私は、メキシカンピンギキュラ大好き人間を自称し、あちこちで書いたり言ったりしてきた。しかし、メキシカンピンギは勿論大好きだが、決してそればっかりではない。サラセニアも沢山栽培しているし、栽培はしていないがネペンテスやウトリキュラリアも大好きである。それから、多肉植物や山野草、観葉植物といった他分野も守備範囲で、旅先で出会った変わった姿の樹木の写真を撮るのも私の趣味の一つだ。もともと、凝り出すとはまりやすい体質で、片っ端から手を出してみないと気が済まない性格なので出来るだけブレーキを掛けているに過ぎない。それでも、知人達に言わせれば「何処が?」と言われてしまうのだが。

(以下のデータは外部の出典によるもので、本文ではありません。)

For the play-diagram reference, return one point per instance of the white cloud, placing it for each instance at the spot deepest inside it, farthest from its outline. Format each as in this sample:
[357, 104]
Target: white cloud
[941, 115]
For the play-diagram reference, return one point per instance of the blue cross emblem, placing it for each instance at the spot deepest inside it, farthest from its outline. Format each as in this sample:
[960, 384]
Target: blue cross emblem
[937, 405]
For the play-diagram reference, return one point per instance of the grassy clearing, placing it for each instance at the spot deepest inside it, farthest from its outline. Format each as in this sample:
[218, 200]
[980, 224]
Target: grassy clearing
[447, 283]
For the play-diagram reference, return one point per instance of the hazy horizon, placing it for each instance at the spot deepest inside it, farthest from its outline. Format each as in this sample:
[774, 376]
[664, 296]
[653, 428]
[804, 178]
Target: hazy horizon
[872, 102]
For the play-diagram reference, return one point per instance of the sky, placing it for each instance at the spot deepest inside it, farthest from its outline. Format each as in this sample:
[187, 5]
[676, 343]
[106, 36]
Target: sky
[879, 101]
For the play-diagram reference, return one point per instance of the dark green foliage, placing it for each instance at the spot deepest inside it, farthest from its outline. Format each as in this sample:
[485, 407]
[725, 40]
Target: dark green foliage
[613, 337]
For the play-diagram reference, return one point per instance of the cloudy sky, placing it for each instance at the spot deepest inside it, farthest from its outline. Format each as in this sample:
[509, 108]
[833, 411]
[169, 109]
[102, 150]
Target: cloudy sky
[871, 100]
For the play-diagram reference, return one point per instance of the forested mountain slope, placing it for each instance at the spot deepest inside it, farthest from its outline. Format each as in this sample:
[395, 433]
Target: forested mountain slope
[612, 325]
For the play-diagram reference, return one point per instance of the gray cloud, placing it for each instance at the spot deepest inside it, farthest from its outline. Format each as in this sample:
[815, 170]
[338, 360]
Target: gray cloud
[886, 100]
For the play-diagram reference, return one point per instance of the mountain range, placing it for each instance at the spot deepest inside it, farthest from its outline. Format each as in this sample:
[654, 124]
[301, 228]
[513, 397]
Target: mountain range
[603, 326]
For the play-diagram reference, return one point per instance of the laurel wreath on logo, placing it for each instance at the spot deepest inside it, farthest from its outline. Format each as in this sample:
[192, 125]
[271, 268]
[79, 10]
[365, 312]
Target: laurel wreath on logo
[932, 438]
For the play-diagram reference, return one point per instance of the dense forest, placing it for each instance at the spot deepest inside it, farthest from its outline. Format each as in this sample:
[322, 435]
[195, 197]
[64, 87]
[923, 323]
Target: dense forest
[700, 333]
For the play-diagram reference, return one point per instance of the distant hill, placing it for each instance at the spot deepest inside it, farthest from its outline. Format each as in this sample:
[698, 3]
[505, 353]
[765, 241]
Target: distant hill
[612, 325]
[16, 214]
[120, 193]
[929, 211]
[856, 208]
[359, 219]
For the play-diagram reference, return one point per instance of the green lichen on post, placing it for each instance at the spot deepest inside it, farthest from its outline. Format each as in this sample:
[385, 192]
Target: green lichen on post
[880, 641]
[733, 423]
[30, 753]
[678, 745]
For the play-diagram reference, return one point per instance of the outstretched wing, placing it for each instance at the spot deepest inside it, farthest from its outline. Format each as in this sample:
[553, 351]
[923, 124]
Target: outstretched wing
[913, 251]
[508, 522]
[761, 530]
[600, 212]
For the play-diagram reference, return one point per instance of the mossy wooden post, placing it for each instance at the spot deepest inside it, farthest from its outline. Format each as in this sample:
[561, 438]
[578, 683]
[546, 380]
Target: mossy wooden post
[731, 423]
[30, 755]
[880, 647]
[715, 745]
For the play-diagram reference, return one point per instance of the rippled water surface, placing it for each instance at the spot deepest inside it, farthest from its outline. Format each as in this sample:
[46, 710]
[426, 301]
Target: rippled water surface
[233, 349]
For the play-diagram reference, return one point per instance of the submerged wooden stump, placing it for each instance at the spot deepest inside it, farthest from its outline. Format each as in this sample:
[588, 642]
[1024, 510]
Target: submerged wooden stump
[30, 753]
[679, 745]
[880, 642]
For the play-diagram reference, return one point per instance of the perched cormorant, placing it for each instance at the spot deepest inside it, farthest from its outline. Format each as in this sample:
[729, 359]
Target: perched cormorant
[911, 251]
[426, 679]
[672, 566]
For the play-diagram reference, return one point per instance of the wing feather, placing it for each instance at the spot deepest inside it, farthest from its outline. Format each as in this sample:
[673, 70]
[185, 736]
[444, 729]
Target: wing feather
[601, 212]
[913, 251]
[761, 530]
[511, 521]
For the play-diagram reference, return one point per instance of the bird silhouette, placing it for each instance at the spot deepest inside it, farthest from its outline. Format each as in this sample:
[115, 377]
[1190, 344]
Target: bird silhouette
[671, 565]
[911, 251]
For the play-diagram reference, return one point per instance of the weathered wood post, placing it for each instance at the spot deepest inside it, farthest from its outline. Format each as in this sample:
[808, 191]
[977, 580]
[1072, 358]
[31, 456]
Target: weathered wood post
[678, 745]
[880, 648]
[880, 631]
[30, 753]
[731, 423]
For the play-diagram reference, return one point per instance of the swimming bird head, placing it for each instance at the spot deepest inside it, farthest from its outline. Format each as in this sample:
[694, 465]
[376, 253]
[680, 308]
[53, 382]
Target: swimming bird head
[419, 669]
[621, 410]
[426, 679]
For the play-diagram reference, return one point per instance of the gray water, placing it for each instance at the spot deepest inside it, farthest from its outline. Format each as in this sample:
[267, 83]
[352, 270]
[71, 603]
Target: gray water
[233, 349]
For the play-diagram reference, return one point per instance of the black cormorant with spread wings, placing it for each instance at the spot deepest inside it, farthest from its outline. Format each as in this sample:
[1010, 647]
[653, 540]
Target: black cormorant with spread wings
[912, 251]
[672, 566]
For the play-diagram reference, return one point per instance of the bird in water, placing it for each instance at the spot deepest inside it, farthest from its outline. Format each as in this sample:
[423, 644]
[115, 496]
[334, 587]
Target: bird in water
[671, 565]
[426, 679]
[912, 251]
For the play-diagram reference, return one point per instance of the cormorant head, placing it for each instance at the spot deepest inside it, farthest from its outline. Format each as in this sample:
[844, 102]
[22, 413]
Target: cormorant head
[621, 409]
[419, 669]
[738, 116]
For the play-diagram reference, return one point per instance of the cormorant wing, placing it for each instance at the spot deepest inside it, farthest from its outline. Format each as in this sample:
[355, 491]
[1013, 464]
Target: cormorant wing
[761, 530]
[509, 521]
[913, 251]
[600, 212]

そんな、火傷をするまで懲りない私が最近はまっているのが、ドロセラである。それも今年の始めに話題になった球根種やペティオラリスではなく、極々普通のドロセラだ。例えば、binataやcapensis,filiformis,adelae,それからいわゆるコモウセンゴケタイプのロゼットになるものや、交配種などだ。今更、なんでこんなものにいきなりはまってしまったのか?理由を付ければ色々あろうが、聞くだけ野暮というものであろう。むしろ、ピンギやサラセニアに熱を上げた煽りというか、不意に昔仲の良かった友達と再会して付き合いだしたという感覚に近いだろうか。まだ、高校生だった頃に花屋の店先で出会った不可思議な形の植物。水苔に植えられ、幾つも葉を枝分かれさせた妙な姿の植物がbinata multifidaと言う名前である事を知るまでに、多くの時間は必要なかった。やがて日本の食虫植物研究会に入会し、一正園の存在を知り、植物は瞬く間に増えていった。しかし、興味が色々と移りゆく中で、私はその旧き友人の存在を半ば忘れかけていた。そして、久しぶりの再会。栽培家仲間から苗を譲ってもらい、私の手元には再びあのきらきらと輝く真珠のような粘液のプローチをぶら下げた仲間が増えていった。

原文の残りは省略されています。